O BELO DO CAMPUS
Patrícia da Fonseca
 
 

Quando a Soraia decidiu que conquistar o Flavinho seria quase a diferença entre a vida e a morte, seu mundo virou de cabeça para baixo. A começar que ele era "o" lindo do campus. "O" mais gato, "o" mais inteligente, "o" mais popular. Era tal a quantidade de "os" que Soraia, se fosse feita de outro material, teria desistido.

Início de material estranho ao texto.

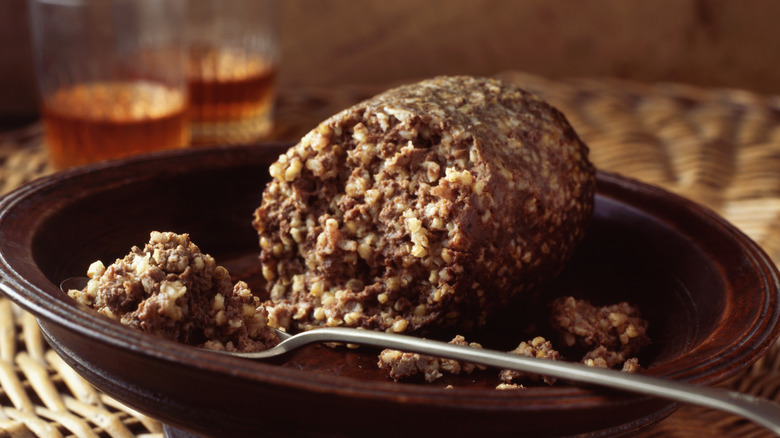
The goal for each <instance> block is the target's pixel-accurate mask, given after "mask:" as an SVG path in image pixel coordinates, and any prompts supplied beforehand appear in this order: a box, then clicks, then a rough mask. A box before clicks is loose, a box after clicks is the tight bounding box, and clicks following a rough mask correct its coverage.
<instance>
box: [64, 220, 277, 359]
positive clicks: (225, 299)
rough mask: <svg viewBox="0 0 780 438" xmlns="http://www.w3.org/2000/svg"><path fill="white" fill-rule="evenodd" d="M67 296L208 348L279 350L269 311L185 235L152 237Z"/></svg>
mask: <svg viewBox="0 0 780 438" xmlns="http://www.w3.org/2000/svg"><path fill="white" fill-rule="evenodd" d="M87 275H88V276H89V277H90V280H89V282H88V284H87V286H86V287H85V288H84V289H83V290H75V289H74V290H70V291H68V295H69V296H70V297H71V298H73V299H75V300H77V301H78V302H80V303H82V304H84V305H86V306H89V307H92V308H93V309H95V310H97V311H98V313H101V314H103V315H106V316H108V317H110V318H112V319H116V320H118V321H119V322H121V323H122V324H124V325H127V326H129V327H133V328H135V329H139V330H141V331H144V332H147V333H151V334H154V335H157V336H161V337H164V338H167V339H171V340H174V341H178V342H182V343H185V344H189V345H195V346H199V347H203V348H207V349H211V350H227V351H247V352H248V351H261V350H265V349H267V348H270V347H272V346H274V345H276V344H278V343H279V342H280V341H279V337H278V336H277V335H276V332H275V331H274V330H273V329H272V328H271V327H269V326H268V313H267V311H266V309H265V307H263V306H262V304H261V302H260V299H259V298H257V297H256V296H254V295H253V294H252V292H251V291H250V290H249V288H248V286H247V284H246V283H244V282H243V281H239V282H237V283H236V284H233V283H232V282H231V279H230V273H229V272H228V271H227V269H225V268H224V267H222V266H218V265H217V264H216V262H215V260H214V258H213V257H212V256H210V255H208V254H204V253H203V252H201V251H200V248H198V246H196V245H195V244H194V243H192V241H191V240H190V237H189V235H188V234H175V233H171V232H164V233H163V232H157V231H153V232H152V233H151V236H150V240H149V243H147V244H146V245H145V246H144V248H143V249H142V248H138V247H133V248H132V249H131V250H130V253H129V254H127V255H126V256H125V257H124V258H122V259H117V260H116V261H115V262H114V263H113V264H111V265H109V266H108V267H105V266H104V265H103V263H102V262H100V261H97V262H94V263H92V265H90V267H89V269H88V271H87Z"/></svg>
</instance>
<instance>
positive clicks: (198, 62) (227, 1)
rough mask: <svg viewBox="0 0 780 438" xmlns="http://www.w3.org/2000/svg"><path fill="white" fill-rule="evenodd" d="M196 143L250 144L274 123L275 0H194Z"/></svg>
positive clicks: (261, 134)
mask: <svg viewBox="0 0 780 438" xmlns="http://www.w3.org/2000/svg"><path fill="white" fill-rule="evenodd" d="M187 8H188V24H189V27H188V39H189V44H190V62H189V92H190V121H191V125H190V126H191V134H192V143H193V145H196V146H204V145H214V144H234V143H250V142H255V141H258V140H261V139H263V138H265V137H266V136H267V135H268V134H269V133H270V132H271V130H272V128H273V108H274V97H275V87H276V76H277V67H278V47H277V45H278V38H277V20H278V4H277V1H276V0H190V1H189V3H188V6H187Z"/></svg>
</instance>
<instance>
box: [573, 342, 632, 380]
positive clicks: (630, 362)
mask: <svg viewBox="0 0 780 438" xmlns="http://www.w3.org/2000/svg"><path fill="white" fill-rule="evenodd" d="M582 363H584V364H585V365H587V366H590V367H597V368H616V367H617V366H618V365H621V364H622V370H623V371H625V372H629V373H638V372H639V371H641V370H642V367H641V366H640V365H639V359H637V358H636V357H630V358H626V357H625V354H624V353H622V352H618V351H611V350H607V348H606V347H604V346H603V345H599V346H598V347H596V348H595V349H593V350H591V351H589V352H588V353H586V354H585V356H583V358H582Z"/></svg>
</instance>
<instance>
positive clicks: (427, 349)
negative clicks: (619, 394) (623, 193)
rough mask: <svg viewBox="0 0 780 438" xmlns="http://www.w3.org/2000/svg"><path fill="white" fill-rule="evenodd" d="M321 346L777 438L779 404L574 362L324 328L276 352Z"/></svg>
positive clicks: (391, 334)
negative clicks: (602, 389)
mask: <svg viewBox="0 0 780 438" xmlns="http://www.w3.org/2000/svg"><path fill="white" fill-rule="evenodd" d="M321 342H340V343H353V344H358V345H367V346H373V347H379V348H390V349H395V350H402V351H409V352H413V353H420V354H426V355H429V356H436V357H444V358H448V359H455V360H459V361H464V362H471V363H474V364H479V365H487V366H491V367H495V368H499V369H513V370H519V371H524V372H528V373H534V374H541V375H546V376H550V377H557V378H559V379H565V380H570V381H575V382H580V383H589V384H595V385H600V386H604V387H609V388H614V389H619V390H624V391H630V392H635V393H642V394H646V395H651V396H656V397H661V398H665V399H670V400H676V401H680V402H686V403H691V404H695V405H700V406H705V407H708V408H713V409H717V410H720V411H724V412H730V413H732V414H735V415H738V416H740V417H744V418H747V419H749V420H752V421H754V422H756V423H758V424H760V425H762V426H764V427H766V428H767V429H769V430H771V431H772V432H774V433H775V434H776V435H779V436H780V405H778V404H776V403H773V402H771V401H768V400H764V399H761V398H758V397H754V396H751V395H748V394H743V393H739V392H736V391H730V390H726V389H722V388H714V387H707V386H700V385H695V384H691V383H684V382H679V381H674V380H668V379H662V378H658V377H651V376H646V375H640V374H633V373H626V372H622V371H617V370H612V369H604V368H593V367H588V366H585V365H582V364H576V363H569V362H563V361H553V360H540V359H536V358H531V357H525V356H519V355H516V354H510V353H504V352H500V351H492V350H487V349H480V348H471V347H466V346H461V345H453V344H449V343H446V342H440V341H434V340H429V339H422V338H416V337H412V336H405V335H398V334H390V333H384V332H377V331H372V330H356V329H352V328H343V327H325V328H319V329H315V330H310V331H307V332H303V333H300V334H297V335H294V336H291V337H289V338H287V339H285V340H284V341H283V342H282V343H281V344H279V345H278V346H277V348H278V349H281V350H282V351H281V352H279V353H286V352H289V351H292V350H295V349H297V348H300V347H303V346H305V345H308V344H312V343H321ZM274 350H276V349H274ZM269 352H270V351H269ZM239 355H240V356H243V357H247V358H255V359H261V358H264V357H267V355H263V352H260V353H259V354H253V353H243V354H239Z"/></svg>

Mas ela não desistiu nem na trigésima vez que se olhou no espelho para conferir sua aparência. Soraia não era e nem nunca seria uma mulher bonita. Talvez, se arrumada, chegasse razoavelmente perto de "bonitinha", e isto com alguma boa vontade. O cabelo não servia nem para crespo e nem para liso, caía sem corte pelos ombros. O corpo era magro, sem peito, nem bunda. Os olhos castanhos, como de quase todo mundo e a boca não oferecia tentação nenhuma. No ano anterior dera um chute no Renato, seu namorado por dois anos e tão sem graça quanto ela. Foi no mesmo dia em que vira Flavinho pela primeira vez no campus da faculdade. Ele, rodeado de meninas bonitas e estilosas. E Soraia ali, de longe, a observa-lo. Sim, para conquista-lo precisaria de alguns atributos. Inteligência já possuía. Mas agora precisaria também de talento. E sorte.

Depois que decidiu que o conquistaria, a idéia virou uma obsessão para ela, prioridade total. Muitas vezes eles se cruzaram pelos corredores da faculdade. De Soraia partiram olhares quentes e sedutores. De Flavio, não partiu nada. Ele nem sabia que ela existia, mas Soraia não se abalou.

Os colegas acharam esquisito no dia em que ela apareceu com os cabelos mais vermelhos. Uma semana após, depois de três horas no salão de beleza, Soraia surgiu de cabelos totalmente lisos, esvoaçantes. E aquela saia curta? Começaram a circular cochichos que ela estaria apaixonada por alguém. Soraia deixou rolar. Se isto chegasse ao ouvidos do Flavinho, ótimo. Mas até o presente momento ele não havia notado a sua transformação. Ao ver seu reflexo no espelho no banheiro da faculdade, Soraia até gostou do que via. Havia algum talento seu naquela transformação. Os cabelos, as roupas, a atitude. Com certeza, ela estava um pouco mais atraente. Mas faltava-lhe sorte. Sorte de poder encontra-lo num lugar a sós, algum lugar público longe do campus. Sorte de um dia Flavinho estar sozinho, longe daquela mulherada que o cercava tão insistentemente. Será que elas eram mais inteligentes que ela, Soraia? Evidente que não. Suas colegas eram tão loiras, tão platinadas, que a amônia que usaram para clarear os cabelos deveriam ter apodrecido o pouco que tinham de neurônios.

A sorte - ou oportunidade - surgiu mais rápido do que Soraia esperava. Um seminário. Todos os alunos reunidos no salão de atos da faculdade. Por sorte, Soraia conseguiu lugar justo à frente dele. Flavio, com mais alguns colegas, ocupavam a fileira de trás, ruidosos, barulhentos, antes de o seminário começar. Ainda sem nenhum plano tático, Soraia achou que a melhor forma de se aproximar seria ao final, quando todos estivessem saindo. Quem sabe ela esbarraria nele, trocariam olhares e depois entraria todo o seu talento em ação. Um papo cabeça sobre o seminário. Pronto, seria assim.

Mas os planos de Soraia se evaporaram em poucos minutos. Era a primeira vez, na sua paixão platônica, que ela ficara tão próxima de Flavinho. Nunca tinha escutado suas conversas e nem sabia de seus interesses. E que interesses. Em dez minutos, Soraia ficou sabendo das suas aventuras sexuais, da gostosa do 3º andar e que surf e praia eram seus objetivos principais na vida. Também em dez minutos, Soraia repensou seus cabelos vermelhos e lisos, suas minissaias recém adquiridas e todo o esforço que fez em tão pouco tempo para conquistar alguém tão imbecil como Flavinho. "O" babaca, "o" boçal, "o" nada-a-ver. Era tal a quantidade de "os", que Soraia abandonou o seminário antes de ele começar. Saiu pelo campus, não decepcionada, mas furiosa consigo mesmo pela perda de tempo investida naquele cretino.

Mas nada estava perdido. Soraia sabia que era primordial manter sua atitude, o cabelo vermelho e liso e as minissaias provocantes. E aquele novo professor, que chegara recentemente de um doutorado na Espanha? Hummm. era de se pensar.